RESTRUCTURATION via un HOLDING

Longtemps réclamée par les milieux d’affaires marocains, la loi de finances pour 2014 a introduit dans le code général des impôts un dispositif favorisant la restructuration des sociétés autour d’une holding.

Dahir n° 1-13-115 du 30 décembre 2013 portant promulgation de la loi de finances n°110-13 pour l’année 2014 

Article XXIV : les personnes physiques qui procèdent à l’apport de l’ensemble des titres de capital qu’ils détiennent dans une ou plusieurs sociétés à une société holding résidente soumise à l’impôt sur les sociétés ne sont pas imposables au titre de la plus-value nette réalisée suite audit apport, sous réserve du respect des conditions suivantes :

–       l’apport doit être effectué entre le 1er janvier 2014 et le 31 décembre 2015,

–       Les titres de capital apportés doivent être évalués par un Commissaire aux apports,

–       La société bénéficiaire de l’apport s’engage dans l’acte d’apport à conserver les titres reçus pendant une durée d’au moins 4 ans à compter de la date dudit apport,

–       La personne physique ayant procédé à l’apport s’engage dans l’acte d’apport à payer l’impôt sur le revenu au titre de la plus-value nette résultant de l’opération d’apport, lors de la cession partielle ou totale ultérieure, de rachat, de remboursement ou d’annulation des titres reçus en contrepartie de l’opération d’apport,.

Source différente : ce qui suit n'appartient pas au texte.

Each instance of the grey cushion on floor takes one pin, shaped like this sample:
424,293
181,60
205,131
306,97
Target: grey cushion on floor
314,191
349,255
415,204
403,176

Pour la société bénéficiaire de l’apport, la plus-value nette résultant de la cession des titres de capital soumises après l’expiration du délai de 4 ans est déterminée par différence entre le prix de cession et la valeur des titres au moment de l’apport.

Les contribuables ayant effectué l’apport de l’ensemble de leurs titres de capital doivent remettre contre récépissé à l’inspecteur des impôts du lieu de leur domicile fiscal une déclaration souscrite sur ou d’après un imprimé de l’administration dans les 60 jours qui suivent la date de l’acte d’apport.

Cette déclaration doit être accompagné de l’acte d’apport comportant :

  • le nombre et la nature des titres apportés,
  • leur prix d’acquisition,
  • leur valeur d’apport,
  • la plus value nette résultant de l’apport et le montant de l’impôt correspondant,
  • la raison sociale et le n° d’identification fiscale de ou des sociétés dans lesquelles les titres étaient détenus et ceux de la société bénéficiaire.

Même s’il est limité aux personnes physiques, ce mécanisme fiscal offre d’intéressantes perspectives et il y a fort à parier que bon nombre d’entrepreneurs sauront évaluer à leurs justes valeurs tous les avantages qu’ils pourront tirer d’un tel dispositif.

Quels sont ces avantages ?

Au sommet de ou des sociétés d’exploitation, la société holding favorise la gestion du patrimoine de l’entrepreneur qui voit ainsi, concentré au sein d’une structure dédiée, le pouvoir qu’il détient et le contrôle qu’il exerce sur l’ensemble des filiales.

A partir de la holding, l’entrepreneur définit la politique du groupe, régule les flux financiers entre les sociétés du groupe (gestion commune de la trésorerie), concentre les services communs de gestion, contrôle l’exploitation des filiales tout en maintenant leur autonomie juridique.

L’entrepreneur qui décidera d’optimiser la gestion de ses filiales en les pilotant depuis ce « véhicule juridique », se verra en outre récompensé lorsqu’il constatera que cette structure « ad hoc » s’avérera un excellent outil de transmission du patrimoine qui facilitera la succession en évitant les aléas de l’indivision et du partage successoral.